Courtesy photo/RCDTC — The Resource Conservation District of Tehama County is facilitating modifications for an improved fish passage and vehicle crossing at the Dye Creek and Shasta Boulevard Weir Crossing north of Los Molinos.
In collaboration with project partners, the Resource Conservation District of Tehama County is facilitating the planning process and construction of an improved fish passage and vehicle crossing at the Dye Creek and Shasta Boulevard Weir Crossing north of Los Molinos.
One hundred percent of designs are complete, with permits currently underway, according to RCDTC, adding an environmental impact analysis has begun.

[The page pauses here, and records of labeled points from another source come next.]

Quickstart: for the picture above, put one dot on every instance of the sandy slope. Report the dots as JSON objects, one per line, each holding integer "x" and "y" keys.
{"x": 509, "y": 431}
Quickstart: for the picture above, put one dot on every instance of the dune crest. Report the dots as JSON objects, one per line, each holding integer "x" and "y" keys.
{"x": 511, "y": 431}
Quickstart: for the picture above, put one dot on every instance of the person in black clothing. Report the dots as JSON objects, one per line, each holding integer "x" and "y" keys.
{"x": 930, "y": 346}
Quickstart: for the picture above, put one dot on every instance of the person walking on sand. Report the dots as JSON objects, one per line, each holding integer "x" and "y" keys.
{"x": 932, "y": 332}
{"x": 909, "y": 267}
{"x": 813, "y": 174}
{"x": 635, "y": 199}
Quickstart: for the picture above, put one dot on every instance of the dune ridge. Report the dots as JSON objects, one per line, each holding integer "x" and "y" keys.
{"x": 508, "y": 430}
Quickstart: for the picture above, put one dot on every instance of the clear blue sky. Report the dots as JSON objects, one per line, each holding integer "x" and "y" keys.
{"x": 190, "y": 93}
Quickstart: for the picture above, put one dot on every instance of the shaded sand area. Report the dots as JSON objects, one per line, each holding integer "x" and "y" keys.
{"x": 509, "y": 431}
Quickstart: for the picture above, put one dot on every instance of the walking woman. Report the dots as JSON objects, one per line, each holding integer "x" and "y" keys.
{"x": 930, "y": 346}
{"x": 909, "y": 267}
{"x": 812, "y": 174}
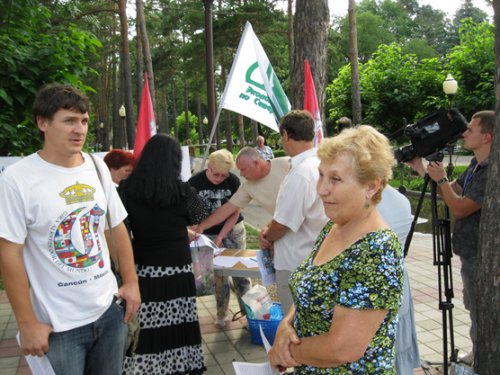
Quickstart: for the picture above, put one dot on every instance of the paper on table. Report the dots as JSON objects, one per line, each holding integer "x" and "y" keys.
{"x": 244, "y": 368}
{"x": 38, "y": 365}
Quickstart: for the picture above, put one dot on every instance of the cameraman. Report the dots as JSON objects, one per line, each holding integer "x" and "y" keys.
{"x": 464, "y": 197}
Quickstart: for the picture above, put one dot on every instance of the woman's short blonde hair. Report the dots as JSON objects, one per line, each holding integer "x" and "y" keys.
{"x": 221, "y": 159}
{"x": 372, "y": 154}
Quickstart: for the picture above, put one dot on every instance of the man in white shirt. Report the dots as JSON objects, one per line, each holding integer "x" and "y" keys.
{"x": 299, "y": 215}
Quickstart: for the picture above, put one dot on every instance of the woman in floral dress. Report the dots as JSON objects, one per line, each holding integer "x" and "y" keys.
{"x": 348, "y": 290}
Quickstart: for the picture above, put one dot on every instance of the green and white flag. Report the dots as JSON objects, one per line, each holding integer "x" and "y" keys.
{"x": 252, "y": 88}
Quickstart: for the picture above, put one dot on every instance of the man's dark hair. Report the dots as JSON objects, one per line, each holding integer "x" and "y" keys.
{"x": 486, "y": 121}
{"x": 298, "y": 124}
{"x": 55, "y": 96}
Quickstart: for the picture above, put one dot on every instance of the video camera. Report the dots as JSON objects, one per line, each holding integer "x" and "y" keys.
{"x": 432, "y": 134}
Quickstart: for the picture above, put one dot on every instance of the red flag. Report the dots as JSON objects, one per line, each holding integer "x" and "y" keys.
{"x": 311, "y": 103}
{"x": 146, "y": 125}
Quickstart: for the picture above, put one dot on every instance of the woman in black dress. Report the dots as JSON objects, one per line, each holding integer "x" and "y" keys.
{"x": 160, "y": 207}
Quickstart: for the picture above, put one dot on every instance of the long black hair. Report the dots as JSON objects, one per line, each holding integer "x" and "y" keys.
{"x": 156, "y": 178}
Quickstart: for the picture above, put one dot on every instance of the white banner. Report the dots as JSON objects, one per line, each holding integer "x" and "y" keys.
{"x": 252, "y": 88}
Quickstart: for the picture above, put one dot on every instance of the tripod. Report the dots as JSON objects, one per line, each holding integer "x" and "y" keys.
{"x": 441, "y": 244}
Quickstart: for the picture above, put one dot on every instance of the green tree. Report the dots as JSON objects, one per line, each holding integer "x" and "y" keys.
{"x": 472, "y": 63}
{"x": 391, "y": 84}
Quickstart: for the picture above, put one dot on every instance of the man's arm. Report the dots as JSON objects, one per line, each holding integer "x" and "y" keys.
{"x": 459, "y": 206}
{"x": 217, "y": 217}
{"x": 33, "y": 334}
{"x": 121, "y": 253}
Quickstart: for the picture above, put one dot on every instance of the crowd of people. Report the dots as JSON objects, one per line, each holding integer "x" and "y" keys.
{"x": 86, "y": 244}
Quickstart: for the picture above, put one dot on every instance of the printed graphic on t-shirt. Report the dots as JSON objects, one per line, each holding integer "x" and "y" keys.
{"x": 75, "y": 237}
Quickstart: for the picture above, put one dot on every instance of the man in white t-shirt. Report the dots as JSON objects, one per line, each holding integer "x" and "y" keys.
{"x": 54, "y": 255}
{"x": 299, "y": 215}
{"x": 396, "y": 210}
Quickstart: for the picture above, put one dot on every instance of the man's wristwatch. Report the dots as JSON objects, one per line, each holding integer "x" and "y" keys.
{"x": 442, "y": 181}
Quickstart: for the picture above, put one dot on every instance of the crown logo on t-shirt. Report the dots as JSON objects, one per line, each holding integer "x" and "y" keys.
{"x": 78, "y": 193}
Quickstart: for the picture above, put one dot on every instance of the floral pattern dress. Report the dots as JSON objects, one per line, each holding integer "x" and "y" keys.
{"x": 367, "y": 275}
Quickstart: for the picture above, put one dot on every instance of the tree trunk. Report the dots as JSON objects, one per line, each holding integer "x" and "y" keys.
{"x": 200, "y": 126}
{"x": 126, "y": 75}
{"x": 186, "y": 110}
{"x": 139, "y": 66}
{"x": 487, "y": 351}
{"x": 167, "y": 120}
{"x": 311, "y": 25}
{"x": 255, "y": 131}
{"x": 174, "y": 113}
{"x": 229, "y": 131}
{"x": 353, "y": 57}
{"x": 162, "y": 126}
{"x": 145, "y": 50}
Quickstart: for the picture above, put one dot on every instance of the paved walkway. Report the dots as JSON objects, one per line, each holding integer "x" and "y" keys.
{"x": 221, "y": 347}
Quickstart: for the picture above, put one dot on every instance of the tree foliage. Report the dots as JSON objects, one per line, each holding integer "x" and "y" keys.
{"x": 35, "y": 52}
{"x": 472, "y": 63}
{"x": 396, "y": 85}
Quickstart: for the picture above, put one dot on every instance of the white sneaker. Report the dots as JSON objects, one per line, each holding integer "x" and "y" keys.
{"x": 468, "y": 358}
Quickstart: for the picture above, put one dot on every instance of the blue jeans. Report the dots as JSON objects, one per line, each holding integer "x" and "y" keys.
{"x": 95, "y": 348}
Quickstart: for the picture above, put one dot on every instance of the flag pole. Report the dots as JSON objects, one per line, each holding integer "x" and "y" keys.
{"x": 212, "y": 132}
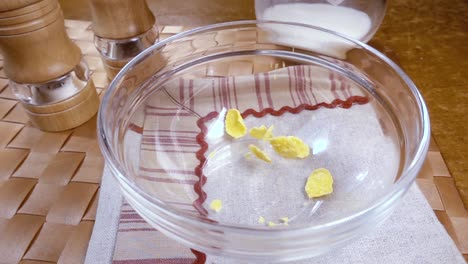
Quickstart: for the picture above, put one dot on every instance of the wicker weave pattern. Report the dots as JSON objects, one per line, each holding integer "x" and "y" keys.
{"x": 49, "y": 182}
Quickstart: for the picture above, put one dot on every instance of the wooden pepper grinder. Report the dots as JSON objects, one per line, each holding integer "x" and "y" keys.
{"x": 45, "y": 67}
{"x": 122, "y": 29}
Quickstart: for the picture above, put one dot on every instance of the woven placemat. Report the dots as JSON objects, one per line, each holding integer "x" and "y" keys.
{"x": 49, "y": 182}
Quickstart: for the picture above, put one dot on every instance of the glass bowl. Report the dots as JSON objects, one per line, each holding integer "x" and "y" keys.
{"x": 358, "y": 19}
{"x": 161, "y": 130}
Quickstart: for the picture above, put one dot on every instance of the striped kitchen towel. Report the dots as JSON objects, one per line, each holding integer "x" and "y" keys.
{"x": 166, "y": 137}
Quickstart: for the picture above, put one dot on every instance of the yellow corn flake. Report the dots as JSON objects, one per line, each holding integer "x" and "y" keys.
{"x": 216, "y": 205}
{"x": 290, "y": 147}
{"x": 262, "y": 132}
{"x": 259, "y": 153}
{"x": 261, "y": 220}
{"x": 212, "y": 154}
{"x": 319, "y": 183}
{"x": 234, "y": 124}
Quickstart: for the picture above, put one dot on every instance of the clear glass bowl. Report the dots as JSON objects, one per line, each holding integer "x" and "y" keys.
{"x": 358, "y": 19}
{"x": 161, "y": 130}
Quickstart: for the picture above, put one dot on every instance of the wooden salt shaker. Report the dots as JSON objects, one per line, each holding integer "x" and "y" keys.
{"x": 45, "y": 67}
{"x": 122, "y": 28}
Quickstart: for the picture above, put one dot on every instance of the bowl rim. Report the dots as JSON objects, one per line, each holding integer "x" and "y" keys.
{"x": 408, "y": 174}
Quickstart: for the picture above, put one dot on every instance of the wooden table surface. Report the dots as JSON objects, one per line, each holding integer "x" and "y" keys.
{"x": 49, "y": 182}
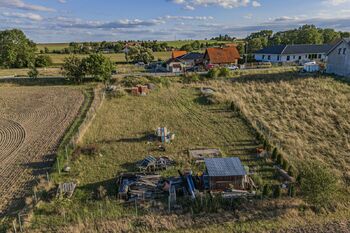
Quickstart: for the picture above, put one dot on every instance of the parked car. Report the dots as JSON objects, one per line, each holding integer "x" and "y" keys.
{"x": 233, "y": 67}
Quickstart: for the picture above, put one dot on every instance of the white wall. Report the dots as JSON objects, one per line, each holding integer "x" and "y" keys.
{"x": 339, "y": 63}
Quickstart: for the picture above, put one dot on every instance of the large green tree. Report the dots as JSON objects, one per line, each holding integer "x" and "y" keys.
{"x": 74, "y": 68}
{"x": 99, "y": 66}
{"x": 16, "y": 50}
{"x": 140, "y": 54}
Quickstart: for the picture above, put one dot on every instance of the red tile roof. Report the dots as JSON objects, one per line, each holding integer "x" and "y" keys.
{"x": 222, "y": 55}
{"x": 177, "y": 54}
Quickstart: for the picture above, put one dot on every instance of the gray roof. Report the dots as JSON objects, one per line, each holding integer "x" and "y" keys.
{"x": 224, "y": 167}
{"x": 192, "y": 56}
{"x": 296, "y": 49}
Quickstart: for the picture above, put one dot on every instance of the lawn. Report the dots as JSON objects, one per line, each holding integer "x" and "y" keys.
{"x": 120, "y": 131}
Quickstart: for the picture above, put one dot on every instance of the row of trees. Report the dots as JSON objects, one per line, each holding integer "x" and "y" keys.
{"x": 104, "y": 46}
{"x": 96, "y": 65}
{"x": 307, "y": 34}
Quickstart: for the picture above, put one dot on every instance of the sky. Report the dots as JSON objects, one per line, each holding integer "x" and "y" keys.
{"x": 49, "y": 21}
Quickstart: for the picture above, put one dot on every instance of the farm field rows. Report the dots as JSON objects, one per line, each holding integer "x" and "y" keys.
{"x": 120, "y": 131}
{"x": 32, "y": 122}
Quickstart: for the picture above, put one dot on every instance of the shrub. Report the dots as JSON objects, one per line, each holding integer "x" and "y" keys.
{"x": 213, "y": 73}
{"x": 291, "y": 191}
{"x": 274, "y": 154}
{"x": 43, "y": 61}
{"x": 279, "y": 159}
{"x": 277, "y": 192}
{"x": 266, "y": 190}
{"x": 285, "y": 165}
{"x": 193, "y": 78}
{"x": 291, "y": 171}
{"x": 318, "y": 185}
{"x": 225, "y": 72}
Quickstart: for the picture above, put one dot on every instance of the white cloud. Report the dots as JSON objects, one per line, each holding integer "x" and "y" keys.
{"x": 191, "y": 4}
{"x": 29, "y": 16}
{"x": 335, "y": 2}
{"x": 19, "y": 4}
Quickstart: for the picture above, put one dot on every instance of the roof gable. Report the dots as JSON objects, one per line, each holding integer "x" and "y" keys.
{"x": 344, "y": 40}
{"x": 222, "y": 55}
{"x": 224, "y": 166}
{"x": 176, "y": 54}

The existing culverts at the crossing are undersized and plugged with stream sediment during high-flow periods, RCDTC reported. In addition, the trenches are too high for upstream fish passage under most flow conditions. The California Department of Fish and Wildlife (CDFW) determined that the weir crossing impedes fish passage during low or receding flows. During these events, it acts as a barrier and separates upstream from downstream fish habitat and the larger Sacramento River watershed.
Project partners KSN Engineering, Tehama Environmental Solutions, Tehama County Public Works, and the CDFW determined that it would be financially and ecologically beneficial to replace the two underperforming culverts with eight concrete box culverts lined in native channel bed material while keeping the current vehicle low water crossing intact, the release said.
On behalf of the project partners, the RCDTC received $2.65 million in Prop 68 grant funds through the State of California Wildlife Conservation Board to implement the Dye Creek and Shasta Boulevard Weir Crossing project.
The crossing modification is tentatively slated to be completed by June 30, 2024.
After construction, the improved crossing will allow fish passage to upstream non-natal and rearing habitat within Dye Creek that is suitable for juvenile salmonids, including the endangered winter-run Chinook salmon as well as spring and fall-run Chinook salmon, steelhead and rainbow trout, and Pacific lamprey, RCDTC said.